Our nation has been built on principles, such as “consent of the governed” – leading to free and fair elections and “freedom from unreasonable search” – which leads to personal privacy. The right of us Americans to vote is paramount, and we use a secret ballot to choose our leaders.
Recently, a clash between these principles has arisen. Allegations of voter fraud have come up in recent elections, well, allegations of voter fraud probably happen with every election, but it’s been a persistent issue. The federal government recently asked for data from the states about the voter’s and their votes. Most states are not going to comply, citing voter privacy.
When there is a clash of principles, we should first see if we could find a solution that meets both principles. If that doesn’t work, we should prioritize the principles and decide which one is more important, then apply the greater principle.

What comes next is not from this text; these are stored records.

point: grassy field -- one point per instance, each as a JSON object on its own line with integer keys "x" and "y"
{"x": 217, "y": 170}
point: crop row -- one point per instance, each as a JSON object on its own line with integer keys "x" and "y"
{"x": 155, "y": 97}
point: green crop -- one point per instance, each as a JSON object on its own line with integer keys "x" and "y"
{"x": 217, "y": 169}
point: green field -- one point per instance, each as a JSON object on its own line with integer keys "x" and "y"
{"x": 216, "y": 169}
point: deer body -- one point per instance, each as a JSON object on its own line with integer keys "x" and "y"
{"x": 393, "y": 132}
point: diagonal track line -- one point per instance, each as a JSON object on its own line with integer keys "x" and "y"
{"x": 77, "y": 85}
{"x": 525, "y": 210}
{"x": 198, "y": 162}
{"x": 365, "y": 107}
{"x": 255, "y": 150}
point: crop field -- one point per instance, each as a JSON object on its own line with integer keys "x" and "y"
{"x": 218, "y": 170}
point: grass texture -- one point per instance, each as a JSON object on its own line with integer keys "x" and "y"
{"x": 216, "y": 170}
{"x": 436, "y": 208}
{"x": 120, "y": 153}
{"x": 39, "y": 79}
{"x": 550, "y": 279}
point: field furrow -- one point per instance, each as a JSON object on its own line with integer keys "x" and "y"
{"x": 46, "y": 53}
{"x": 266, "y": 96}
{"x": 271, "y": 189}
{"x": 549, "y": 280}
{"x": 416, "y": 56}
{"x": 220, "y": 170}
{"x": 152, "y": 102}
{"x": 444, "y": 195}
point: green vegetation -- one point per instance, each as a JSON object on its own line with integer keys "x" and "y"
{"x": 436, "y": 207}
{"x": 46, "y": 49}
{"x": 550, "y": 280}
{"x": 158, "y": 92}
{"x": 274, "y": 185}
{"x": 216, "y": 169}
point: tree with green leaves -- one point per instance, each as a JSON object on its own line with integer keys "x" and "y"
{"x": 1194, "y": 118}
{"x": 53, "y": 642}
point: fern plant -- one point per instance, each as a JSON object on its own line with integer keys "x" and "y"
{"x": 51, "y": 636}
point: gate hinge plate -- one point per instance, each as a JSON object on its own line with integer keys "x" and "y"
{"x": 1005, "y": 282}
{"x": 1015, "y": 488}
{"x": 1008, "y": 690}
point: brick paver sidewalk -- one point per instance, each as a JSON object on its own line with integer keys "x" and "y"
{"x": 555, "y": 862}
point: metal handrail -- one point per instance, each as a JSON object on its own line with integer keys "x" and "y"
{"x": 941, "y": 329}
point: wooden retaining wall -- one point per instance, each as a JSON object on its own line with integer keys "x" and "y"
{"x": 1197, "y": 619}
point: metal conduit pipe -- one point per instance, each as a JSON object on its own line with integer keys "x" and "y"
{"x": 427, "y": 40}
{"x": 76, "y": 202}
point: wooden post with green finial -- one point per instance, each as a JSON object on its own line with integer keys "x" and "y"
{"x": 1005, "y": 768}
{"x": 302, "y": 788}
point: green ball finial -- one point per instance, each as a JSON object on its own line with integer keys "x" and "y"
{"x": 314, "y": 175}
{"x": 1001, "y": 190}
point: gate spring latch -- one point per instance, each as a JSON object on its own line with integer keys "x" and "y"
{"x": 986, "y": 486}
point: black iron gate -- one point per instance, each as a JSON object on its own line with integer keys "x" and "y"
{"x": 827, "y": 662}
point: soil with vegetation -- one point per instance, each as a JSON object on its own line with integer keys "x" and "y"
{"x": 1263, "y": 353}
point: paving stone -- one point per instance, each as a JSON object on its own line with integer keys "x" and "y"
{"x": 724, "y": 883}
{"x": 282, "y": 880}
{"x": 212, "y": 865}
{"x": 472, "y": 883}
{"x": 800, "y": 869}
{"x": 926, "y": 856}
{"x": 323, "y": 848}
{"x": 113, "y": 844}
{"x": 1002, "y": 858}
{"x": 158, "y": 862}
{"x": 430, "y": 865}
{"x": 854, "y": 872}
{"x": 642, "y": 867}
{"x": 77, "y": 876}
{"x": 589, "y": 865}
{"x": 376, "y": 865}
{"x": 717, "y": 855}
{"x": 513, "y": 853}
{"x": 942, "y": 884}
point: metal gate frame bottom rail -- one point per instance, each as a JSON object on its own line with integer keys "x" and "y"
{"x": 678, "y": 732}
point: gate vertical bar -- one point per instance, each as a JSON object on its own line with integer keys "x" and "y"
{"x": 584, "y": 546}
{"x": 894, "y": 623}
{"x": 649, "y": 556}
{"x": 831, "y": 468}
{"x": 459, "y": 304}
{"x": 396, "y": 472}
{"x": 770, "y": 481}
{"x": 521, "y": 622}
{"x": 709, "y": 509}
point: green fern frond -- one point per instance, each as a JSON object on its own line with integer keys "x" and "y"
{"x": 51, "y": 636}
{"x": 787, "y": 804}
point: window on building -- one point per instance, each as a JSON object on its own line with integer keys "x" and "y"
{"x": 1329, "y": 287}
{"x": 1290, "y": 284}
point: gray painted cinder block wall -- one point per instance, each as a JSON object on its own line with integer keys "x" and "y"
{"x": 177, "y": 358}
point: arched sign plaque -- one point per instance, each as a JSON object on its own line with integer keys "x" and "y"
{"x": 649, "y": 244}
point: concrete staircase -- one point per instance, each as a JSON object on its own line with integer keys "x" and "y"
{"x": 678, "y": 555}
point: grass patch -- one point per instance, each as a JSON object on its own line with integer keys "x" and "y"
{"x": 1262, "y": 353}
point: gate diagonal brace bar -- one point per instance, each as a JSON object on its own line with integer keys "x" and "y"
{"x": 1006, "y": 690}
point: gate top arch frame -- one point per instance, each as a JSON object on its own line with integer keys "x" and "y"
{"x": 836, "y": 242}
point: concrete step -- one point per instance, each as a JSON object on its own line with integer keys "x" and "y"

I believe that we can protect both principles in this case, free and fair elections and protect voter privacy, by using technology and a simple process.
First, the voter data is kept at all times by the states. The states do not need to provide the detailed records to the federal government. Instead, states will transform their data into a tokenized form – and only provide the tokenized data to the federal government.
This is how most password systems work – the password is not stored in a database, but the password is tokenized and only that encrypted form is stored. To check passwords, the same encryption method is used and compared to the encrypted version. So, the same type of process is used here – voting records are encrypted and compared.
If there is a match, meaning that the same person voted in multiple states, then the governments involved (the federal and each of the states involved) can investigate the matter further.
I created a prototype and published to github.